Team Once Saved, Always Saved {v:John 10:28-29}
The Calvinist / Reformed camp (think: Predestination girded up) says once you're genuinely saved, you cannot lose it. Full stop. Their anchor verse is Jesus in John:
I give them eternal life, and they will never perish, and no one will snatch them out of my hand.
The logic hits: if Salvation is 100% God's work — and he chose you before the foundation of the world — then your grip on it doesn't depend on your grip. It depends on his. And God doesn't fumble. Paul backs this up hard in Romans 8:
For I am sure that neither death nor life, nor angels nor rulers, nor things present nor things to come, nor powers, nor height nor depth, nor anything else in all creation, will be able to separate us from the love of God in Christ Jesus our Lord.
This view leans heavily on the doctrine of Election — God sovereignly choosing who is saved — and says that if you genuinely belong to him, he will keep you. The theological term is "perseverance of the saints," which doesn't mean you'll never struggle or sin. It means God will not let his people ultimately fall away.
Team You Can Walk Away {v:Hebrews 6:4-6}
The Arminian camp — and a lot of Wesleyan, Methodist, and Pentecostal traditions — reads certain passages and goes, "nah, this is a real warning." Hebrews 6 is the heavy hitter:
For it is impossible, in the case of those who have once been enlightened, who have tasted the heavenly gift, and have shared in the Holy Spirit... and then have fallen away, to restore them again to repentance.
That's not describing an outsider. That's describing someone who was in. This camp argues that Grace is a gift you can receive or reject — including after you've received it. Free will matters. Your ongoing faith and repentance matter. The relationship is real, but it's still a relationship — and relationships require both parties to stay in it.

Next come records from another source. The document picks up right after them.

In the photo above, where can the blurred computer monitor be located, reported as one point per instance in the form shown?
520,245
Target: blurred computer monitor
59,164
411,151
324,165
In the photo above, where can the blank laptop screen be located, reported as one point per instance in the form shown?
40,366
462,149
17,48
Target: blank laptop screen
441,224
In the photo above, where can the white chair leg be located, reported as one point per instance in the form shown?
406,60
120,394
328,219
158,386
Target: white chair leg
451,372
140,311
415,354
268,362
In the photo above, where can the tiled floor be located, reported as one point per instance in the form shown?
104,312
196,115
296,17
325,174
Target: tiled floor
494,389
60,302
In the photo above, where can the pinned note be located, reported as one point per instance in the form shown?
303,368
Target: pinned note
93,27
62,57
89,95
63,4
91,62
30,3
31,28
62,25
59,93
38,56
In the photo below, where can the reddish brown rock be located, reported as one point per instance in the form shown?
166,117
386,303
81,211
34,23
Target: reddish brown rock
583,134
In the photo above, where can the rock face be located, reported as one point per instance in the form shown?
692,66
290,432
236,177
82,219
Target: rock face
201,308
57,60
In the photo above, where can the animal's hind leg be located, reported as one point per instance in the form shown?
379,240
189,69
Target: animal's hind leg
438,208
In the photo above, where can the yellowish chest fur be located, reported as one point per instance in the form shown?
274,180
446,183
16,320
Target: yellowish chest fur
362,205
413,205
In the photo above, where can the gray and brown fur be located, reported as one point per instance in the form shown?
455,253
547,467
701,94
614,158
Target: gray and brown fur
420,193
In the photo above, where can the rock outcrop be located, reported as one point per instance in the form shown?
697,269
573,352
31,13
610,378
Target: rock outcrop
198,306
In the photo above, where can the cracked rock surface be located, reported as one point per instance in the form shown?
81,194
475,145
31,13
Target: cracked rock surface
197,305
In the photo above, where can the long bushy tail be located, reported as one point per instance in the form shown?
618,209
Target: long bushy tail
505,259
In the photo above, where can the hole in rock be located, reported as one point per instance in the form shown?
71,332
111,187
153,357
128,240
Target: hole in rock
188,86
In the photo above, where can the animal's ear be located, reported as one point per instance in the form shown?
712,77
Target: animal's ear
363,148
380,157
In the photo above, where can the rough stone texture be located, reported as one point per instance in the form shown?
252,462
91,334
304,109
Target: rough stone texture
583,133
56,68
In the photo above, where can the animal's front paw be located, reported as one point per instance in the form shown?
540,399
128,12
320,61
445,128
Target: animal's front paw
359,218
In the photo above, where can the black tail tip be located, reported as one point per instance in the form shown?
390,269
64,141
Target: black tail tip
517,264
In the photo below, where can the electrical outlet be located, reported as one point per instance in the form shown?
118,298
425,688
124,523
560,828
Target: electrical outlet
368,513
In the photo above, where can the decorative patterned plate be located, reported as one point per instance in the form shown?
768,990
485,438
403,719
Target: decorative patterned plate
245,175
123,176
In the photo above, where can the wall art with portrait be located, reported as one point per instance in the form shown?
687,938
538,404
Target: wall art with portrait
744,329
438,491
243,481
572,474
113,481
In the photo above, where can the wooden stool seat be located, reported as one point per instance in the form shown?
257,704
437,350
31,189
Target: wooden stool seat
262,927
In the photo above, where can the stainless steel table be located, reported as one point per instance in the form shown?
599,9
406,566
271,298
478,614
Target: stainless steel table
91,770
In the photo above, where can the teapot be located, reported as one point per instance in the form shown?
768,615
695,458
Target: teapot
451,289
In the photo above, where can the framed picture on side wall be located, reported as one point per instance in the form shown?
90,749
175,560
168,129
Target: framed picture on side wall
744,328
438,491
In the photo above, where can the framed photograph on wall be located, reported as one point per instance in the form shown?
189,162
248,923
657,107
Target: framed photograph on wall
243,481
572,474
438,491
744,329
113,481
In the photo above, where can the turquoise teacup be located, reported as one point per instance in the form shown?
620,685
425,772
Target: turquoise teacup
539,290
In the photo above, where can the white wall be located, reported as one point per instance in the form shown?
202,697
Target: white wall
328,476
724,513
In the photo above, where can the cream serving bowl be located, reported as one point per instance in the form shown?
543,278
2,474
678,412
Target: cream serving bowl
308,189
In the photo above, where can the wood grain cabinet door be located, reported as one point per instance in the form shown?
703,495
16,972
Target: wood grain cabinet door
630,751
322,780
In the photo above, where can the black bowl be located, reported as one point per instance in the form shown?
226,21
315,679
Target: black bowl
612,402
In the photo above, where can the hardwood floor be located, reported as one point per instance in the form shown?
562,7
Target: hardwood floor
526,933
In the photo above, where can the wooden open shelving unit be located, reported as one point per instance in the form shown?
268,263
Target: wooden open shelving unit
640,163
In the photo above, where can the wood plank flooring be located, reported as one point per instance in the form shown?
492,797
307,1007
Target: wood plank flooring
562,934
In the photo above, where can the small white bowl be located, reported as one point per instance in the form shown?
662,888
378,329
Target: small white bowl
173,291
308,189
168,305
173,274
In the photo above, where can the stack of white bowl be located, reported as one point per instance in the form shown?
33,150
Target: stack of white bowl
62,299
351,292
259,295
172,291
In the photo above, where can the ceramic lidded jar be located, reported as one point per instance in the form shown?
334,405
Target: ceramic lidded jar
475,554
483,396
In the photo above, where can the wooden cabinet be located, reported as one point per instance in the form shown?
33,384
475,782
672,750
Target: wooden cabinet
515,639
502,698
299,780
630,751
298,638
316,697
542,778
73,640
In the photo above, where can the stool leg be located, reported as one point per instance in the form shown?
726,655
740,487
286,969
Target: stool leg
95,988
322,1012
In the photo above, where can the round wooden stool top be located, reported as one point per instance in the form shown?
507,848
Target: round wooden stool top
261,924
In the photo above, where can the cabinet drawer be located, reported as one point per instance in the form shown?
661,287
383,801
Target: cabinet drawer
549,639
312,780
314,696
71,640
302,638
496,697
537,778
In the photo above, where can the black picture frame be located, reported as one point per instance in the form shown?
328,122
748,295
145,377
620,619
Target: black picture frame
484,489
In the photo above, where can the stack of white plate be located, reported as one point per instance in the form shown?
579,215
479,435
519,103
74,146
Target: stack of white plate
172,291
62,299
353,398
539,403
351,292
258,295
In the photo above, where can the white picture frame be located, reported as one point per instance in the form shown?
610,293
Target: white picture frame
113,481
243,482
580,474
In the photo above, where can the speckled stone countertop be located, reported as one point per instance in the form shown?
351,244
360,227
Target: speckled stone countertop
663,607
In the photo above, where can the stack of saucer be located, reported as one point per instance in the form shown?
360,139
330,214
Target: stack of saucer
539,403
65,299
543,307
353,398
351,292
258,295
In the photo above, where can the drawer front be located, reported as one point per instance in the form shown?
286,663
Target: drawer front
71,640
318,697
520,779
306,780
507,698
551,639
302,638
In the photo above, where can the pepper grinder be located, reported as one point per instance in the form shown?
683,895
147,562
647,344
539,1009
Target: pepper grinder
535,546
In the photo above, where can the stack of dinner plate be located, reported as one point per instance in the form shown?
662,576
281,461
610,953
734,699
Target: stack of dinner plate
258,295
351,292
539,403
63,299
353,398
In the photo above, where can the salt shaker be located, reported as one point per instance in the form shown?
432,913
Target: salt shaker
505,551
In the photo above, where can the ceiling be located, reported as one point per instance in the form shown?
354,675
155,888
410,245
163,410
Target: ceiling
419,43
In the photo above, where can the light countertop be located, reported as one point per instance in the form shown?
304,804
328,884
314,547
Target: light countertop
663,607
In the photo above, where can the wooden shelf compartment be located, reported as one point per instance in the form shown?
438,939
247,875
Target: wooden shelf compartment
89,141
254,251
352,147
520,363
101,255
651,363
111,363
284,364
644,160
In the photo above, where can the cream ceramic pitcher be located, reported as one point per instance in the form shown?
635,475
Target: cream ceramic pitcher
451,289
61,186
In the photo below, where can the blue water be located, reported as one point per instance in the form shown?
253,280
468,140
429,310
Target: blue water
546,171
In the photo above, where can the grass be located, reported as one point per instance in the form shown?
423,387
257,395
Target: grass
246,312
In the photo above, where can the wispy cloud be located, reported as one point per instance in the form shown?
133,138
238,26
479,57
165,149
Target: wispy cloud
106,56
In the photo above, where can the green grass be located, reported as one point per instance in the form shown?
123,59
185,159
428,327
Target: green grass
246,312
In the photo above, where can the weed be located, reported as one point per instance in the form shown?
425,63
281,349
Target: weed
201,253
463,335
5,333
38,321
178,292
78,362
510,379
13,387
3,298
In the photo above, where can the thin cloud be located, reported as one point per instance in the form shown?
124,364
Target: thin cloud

They'd point to passages like Revelation 3, where Jesus literally tells a church he might "spit them out of his mouth," and Galatians 5, where Paul warns believers they could "fall from grace." That language is doing something, they argue — it's not just hypothetical.
So Which Is It?
Here's the real talk: both sides are reading the same Bible and coming to different conclusions because both sets of passages are genuinely in there. This is one of those places where you've got to hold some tension.
A few things most serious theologians agree on though:
Assurance is real. If you're genuinely trusting Jesus, you don't have to live in constant fear that God yanked your salvation when you sinned on Tuesday. That's not what either side actually teaches.
Fake faith is a thing. Even the "once saved, always saved" camp acknowledges that someone can appear saved without being saved. First John 2:19 says people who leave "were never really of us." So if someone walks away entirely, the question isn't just "did they lose it?" — it's "did they ever have it?"
The warnings are real. Whether you read the warning passages as "genuine possibility of falling" or "guardrails that keep elect believers in," they're there for a reason. Don't be cavalier about sin. Keep showing up. Keep repenting. Keep walking with him.
What This Should Actually Do to You
This doctrine is ultimately meant to produce security, not anxiety. If you're genuinely trusting Jesus and walking with him — even imperfectly, even stumbling — that's the fruit of real Salvation. The person who is truly saved wants to stay. Paul frames it this way: God is at work in you both to will and to work for his good pleasure (Philippians 2:13). He's not just forgiving you — he's actively keeping you.
So fr: stop stressing about whether God is about to drop you. Start asking whether you're actually trusting him today. That's the question that matters.